- Coordinates: 41°10′N 73°10′W﻿ / ﻿41.17°N 73.17°W
- Locale: Bridgeport
- Official name: Pleasure Beach Bridge

Characteristics
- Total length: 1,257 feet (383 m)

History
- Opened: 1927
- Closed: 1996

Location
- Interactive map of Pleasure Beach Bridge

= Pleasure Beach Bridge =

Bridge in United States of America

The Pleasure Beach Bridge is a movable Warren through-truss bridge in Bridgeport, Connecticut. Completed in 1927, it functioned as a toll bridge until the Great Depression, when it was transferred to the city of Bridgeport. Its service life came to an end after it was badly damaged by fire in 1996, cutting off access to Pleasure Beach. In the decade following the fire, several bonds to fund a new bridge were proposed, but ultimately fell through. Pleasure Beach has become the subject of debate, whether it will become an undisturbed protected salt marsh or be revitalized. An alternate method of access via water taxi service, first made possible by a grant in 2009, was not realized until 2013.

== Construction ==
Pleasure Beach Bridge is a riveted Warren through-truss, consisting of longitudinal members joined only by angled cross-members, forming alternately inverted equilateral triangle-shaped spaces along the length. The bridge is supported by timber pilings. The swing span is made of two separate Warren through-trusses that pivots on concrete pier. The operator's house is located on the mainland approach. The bridge spans a length of 105 ft, by 20 ft wide, and was rated with an eight-ton limit. Its wooden construction resulted in the timbers creaking and shifting under the weight of passing cars.

== History ==
Prior to the bridge's construction, Pleasure Island was accessible only by ferry. In 1907, the Pleasure Beach Ferry Company was given the rights to build a movable toll bridge. A series of trestles were built across the tidal flats with a swing span across the dredged channel. The swing span was constructed in 1927, but in the Great Depression the Beach Ferry Company transferred control of the bridge to the city of Bridgeport. The tolls were removed and the bridge continued to be used after Pleasure Beach's closing in 1968, until the 1996 fire. Repairs were made to the bridge in 1988 with money from the state. In 1994, the need to replace the bridge resulted in a state and federal promise of $20 million, but this was rejected by the Connecticut Department of Transportation in 1995.

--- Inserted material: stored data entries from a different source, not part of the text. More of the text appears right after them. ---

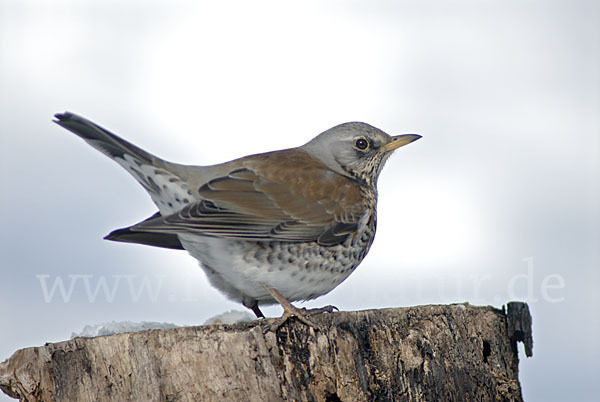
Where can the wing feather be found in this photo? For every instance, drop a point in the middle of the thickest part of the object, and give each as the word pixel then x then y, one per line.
pixel 299 201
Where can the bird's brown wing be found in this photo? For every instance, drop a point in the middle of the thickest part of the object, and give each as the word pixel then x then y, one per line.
pixel 282 196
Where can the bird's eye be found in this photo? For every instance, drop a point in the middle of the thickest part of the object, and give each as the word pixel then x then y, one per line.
pixel 361 143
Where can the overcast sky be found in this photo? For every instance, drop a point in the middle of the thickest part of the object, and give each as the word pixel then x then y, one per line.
pixel 498 201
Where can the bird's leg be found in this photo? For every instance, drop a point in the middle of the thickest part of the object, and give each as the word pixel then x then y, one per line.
pixel 289 310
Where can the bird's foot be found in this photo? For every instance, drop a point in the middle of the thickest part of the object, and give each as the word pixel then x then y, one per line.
pixel 289 310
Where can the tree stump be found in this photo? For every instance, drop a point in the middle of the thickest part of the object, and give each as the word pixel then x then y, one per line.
pixel 426 353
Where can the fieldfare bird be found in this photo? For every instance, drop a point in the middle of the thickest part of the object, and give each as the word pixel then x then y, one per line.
pixel 274 227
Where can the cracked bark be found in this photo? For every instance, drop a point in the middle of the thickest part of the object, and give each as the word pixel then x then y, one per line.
pixel 426 353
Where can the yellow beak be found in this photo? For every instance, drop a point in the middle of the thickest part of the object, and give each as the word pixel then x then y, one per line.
pixel 399 141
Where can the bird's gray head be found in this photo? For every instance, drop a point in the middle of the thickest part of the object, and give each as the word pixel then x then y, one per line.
pixel 356 149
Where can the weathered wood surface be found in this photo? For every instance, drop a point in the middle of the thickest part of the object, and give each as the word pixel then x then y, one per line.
pixel 426 353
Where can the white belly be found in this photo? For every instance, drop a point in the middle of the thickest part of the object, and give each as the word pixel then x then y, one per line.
pixel 240 268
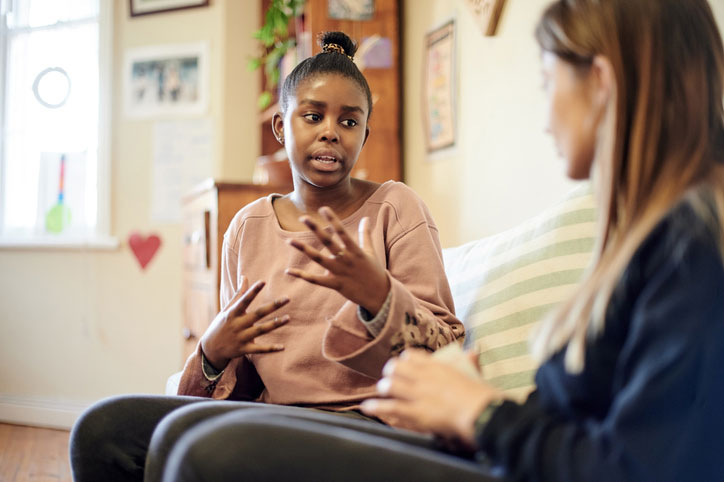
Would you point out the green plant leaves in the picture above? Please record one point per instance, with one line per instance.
(275, 42)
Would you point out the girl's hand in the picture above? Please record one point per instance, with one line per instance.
(352, 270)
(430, 396)
(233, 331)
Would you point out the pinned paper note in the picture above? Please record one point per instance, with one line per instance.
(144, 247)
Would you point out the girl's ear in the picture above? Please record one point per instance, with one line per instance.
(603, 80)
(278, 127)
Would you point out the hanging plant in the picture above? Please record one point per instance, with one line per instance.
(275, 43)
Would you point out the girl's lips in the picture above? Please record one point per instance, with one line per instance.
(325, 163)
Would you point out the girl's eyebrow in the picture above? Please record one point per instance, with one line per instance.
(323, 105)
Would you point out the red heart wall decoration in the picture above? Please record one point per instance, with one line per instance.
(144, 248)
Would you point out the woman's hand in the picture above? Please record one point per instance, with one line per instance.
(352, 269)
(430, 396)
(233, 331)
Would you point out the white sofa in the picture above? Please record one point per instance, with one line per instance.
(504, 284)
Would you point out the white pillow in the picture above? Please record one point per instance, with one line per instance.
(503, 285)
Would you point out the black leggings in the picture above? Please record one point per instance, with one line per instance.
(156, 438)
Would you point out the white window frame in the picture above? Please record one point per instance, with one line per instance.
(102, 238)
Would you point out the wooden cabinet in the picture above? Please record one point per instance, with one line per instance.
(381, 157)
(208, 210)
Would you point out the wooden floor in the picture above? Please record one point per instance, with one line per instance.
(33, 454)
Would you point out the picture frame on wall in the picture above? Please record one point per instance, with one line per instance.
(166, 81)
(146, 7)
(439, 88)
(486, 14)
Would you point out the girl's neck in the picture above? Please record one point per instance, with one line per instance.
(341, 197)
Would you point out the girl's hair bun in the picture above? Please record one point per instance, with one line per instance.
(337, 42)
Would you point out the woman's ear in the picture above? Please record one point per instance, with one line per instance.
(602, 80)
(278, 127)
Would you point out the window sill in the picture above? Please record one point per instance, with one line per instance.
(99, 243)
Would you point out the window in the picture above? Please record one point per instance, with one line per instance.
(54, 155)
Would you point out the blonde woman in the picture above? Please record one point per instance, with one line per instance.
(631, 386)
(632, 381)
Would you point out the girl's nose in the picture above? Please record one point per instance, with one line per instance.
(328, 132)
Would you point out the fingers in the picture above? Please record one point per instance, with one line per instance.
(254, 348)
(365, 236)
(240, 303)
(349, 243)
(319, 280)
(259, 329)
(324, 235)
(244, 284)
(312, 253)
(249, 319)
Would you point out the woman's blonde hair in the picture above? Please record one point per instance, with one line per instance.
(661, 139)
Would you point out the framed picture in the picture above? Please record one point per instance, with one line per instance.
(439, 87)
(166, 81)
(486, 14)
(357, 10)
(144, 7)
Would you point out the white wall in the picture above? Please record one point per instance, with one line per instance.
(76, 326)
(504, 168)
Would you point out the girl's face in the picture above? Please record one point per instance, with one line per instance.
(324, 128)
(572, 116)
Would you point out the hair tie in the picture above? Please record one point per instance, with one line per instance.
(331, 47)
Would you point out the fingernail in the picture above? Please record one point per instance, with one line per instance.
(383, 386)
(389, 367)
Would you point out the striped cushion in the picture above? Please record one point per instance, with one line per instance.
(504, 284)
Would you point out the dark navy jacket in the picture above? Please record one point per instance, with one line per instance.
(649, 404)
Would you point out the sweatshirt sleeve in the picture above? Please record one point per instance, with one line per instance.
(421, 310)
(665, 421)
(239, 379)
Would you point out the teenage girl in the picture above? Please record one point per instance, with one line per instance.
(631, 385)
(310, 316)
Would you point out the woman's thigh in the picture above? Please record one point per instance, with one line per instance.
(174, 425)
(263, 445)
(110, 439)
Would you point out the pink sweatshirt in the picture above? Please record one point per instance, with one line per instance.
(330, 359)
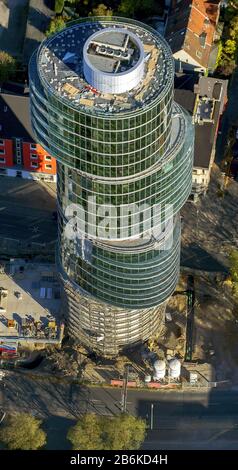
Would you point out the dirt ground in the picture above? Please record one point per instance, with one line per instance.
(210, 231)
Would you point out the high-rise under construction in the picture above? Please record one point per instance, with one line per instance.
(102, 104)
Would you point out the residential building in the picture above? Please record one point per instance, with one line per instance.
(205, 103)
(20, 155)
(191, 30)
(102, 104)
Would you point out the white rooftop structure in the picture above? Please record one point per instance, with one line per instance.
(113, 60)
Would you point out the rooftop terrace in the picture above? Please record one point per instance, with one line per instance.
(60, 64)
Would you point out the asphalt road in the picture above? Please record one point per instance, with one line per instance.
(26, 211)
(181, 420)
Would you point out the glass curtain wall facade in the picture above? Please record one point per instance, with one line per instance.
(129, 151)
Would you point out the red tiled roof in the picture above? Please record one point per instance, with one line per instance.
(191, 26)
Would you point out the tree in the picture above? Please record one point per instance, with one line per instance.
(22, 432)
(124, 432)
(92, 432)
(233, 261)
(59, 5)
(86, 434)
(101, 10)
(138, 8)
(7, 66)
(56, 25)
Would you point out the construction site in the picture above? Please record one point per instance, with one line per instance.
(29, 307)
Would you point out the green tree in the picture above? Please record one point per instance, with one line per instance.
(93, 432)
(59, 5)
(22, 432)
(124, 432)
(140, 8)
(230, 47)
(7, 66)
(86, 434)
(56, 25)
(101, 10)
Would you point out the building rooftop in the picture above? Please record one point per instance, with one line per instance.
(61, 64)
(112, 51)
(15, 117)
(205, 104)
(191, 26)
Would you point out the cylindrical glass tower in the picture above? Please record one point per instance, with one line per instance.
(102, 105)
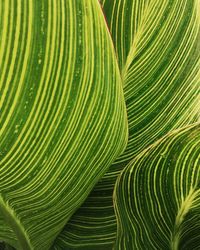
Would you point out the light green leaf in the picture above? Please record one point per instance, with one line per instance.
(157, 197)
(63, 119)
(158, 50)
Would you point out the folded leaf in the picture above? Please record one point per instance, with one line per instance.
(63, 119)
(157, 197)
(157, 47)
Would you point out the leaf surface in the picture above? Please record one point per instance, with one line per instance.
(63, 118)
(157, 195)
(157, 47)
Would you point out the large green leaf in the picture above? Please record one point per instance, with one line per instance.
(157, 47)
(157, 197)
(63, 118)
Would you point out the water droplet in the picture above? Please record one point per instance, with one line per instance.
(16, 129)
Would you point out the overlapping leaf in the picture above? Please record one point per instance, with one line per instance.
(63, 118)
(157, 47)
(157, 196)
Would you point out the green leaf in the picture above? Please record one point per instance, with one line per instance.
(63, 119)
(157, 197)
(157, 47)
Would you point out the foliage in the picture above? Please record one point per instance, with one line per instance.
(95, 97)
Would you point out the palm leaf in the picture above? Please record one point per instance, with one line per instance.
(157, 48)
(157, 197)
(63, 118)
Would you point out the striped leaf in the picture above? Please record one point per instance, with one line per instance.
(157, 47)
(157, 197)
(63, 119)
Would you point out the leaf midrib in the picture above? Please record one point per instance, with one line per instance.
(12, 220)
(184, 208)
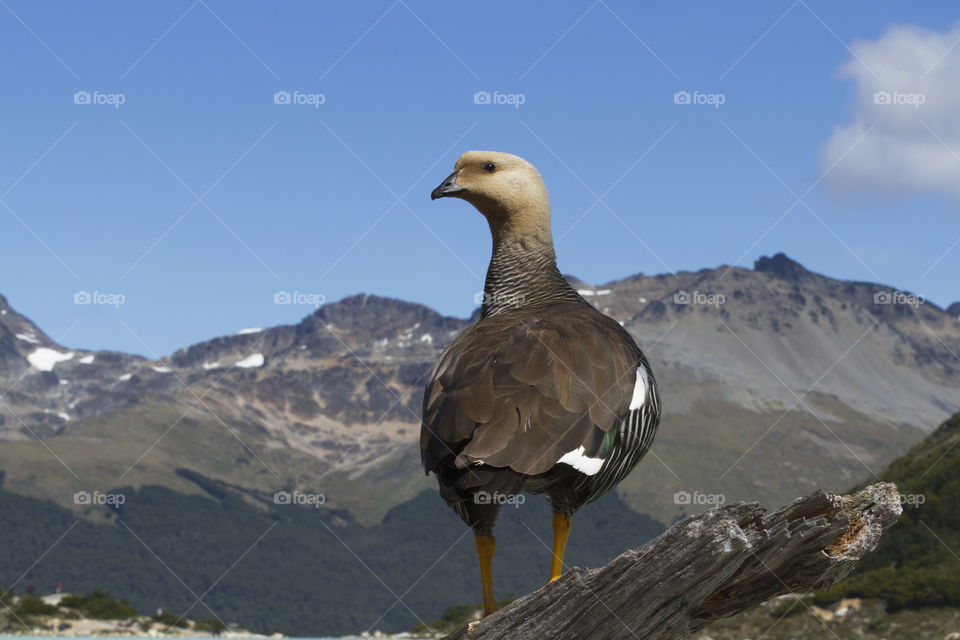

The bridge caught fire on June 16, 1996, when a cigarette butt or match ignited the wooden structure. The fire began around 2:20 p.m. and burned for over three hours. The bridge was rotated to an open position; but the fire badly charred a 200 ft section of the bridge. The bridge and Pleasure Beach was then closed. Estimates of the cost of constructing a new bridge or causeway varies between $9 million to $26 million.

== Aftermath ==
The reconstruction of the bridge has been a perennial subject. George Gunther, strong advocate for a new Pleasure Beach Bridge, petitioned for the eight consecutive years to replace the bridge. In 2005, the bridge was slated to have $13.5 million bond grant by the State of Connecticut that was termed "legislative pork". In 2007, a bond for $4 million to build a retractable pedestrian bridge was highlighted, but not constructed.

The damage and closure of the bridge resulted in concerns over Pleasure Beach's fate. The Connecticut Audubon Society seeks to create Connecticut's largest, undisturbed protected salt match. The area has been designated an "Important Bird Area" and the purchase of surrounding land is underway. A local firm, Stantec, has been retained for a study for revitalizing Pleasure Beach; the accessibility to Pleasure Beach is a key issue. In 2009, the city of Bridgeport received a $1.9 million grant for a water taxi service that was delayed repeatedly into 2013.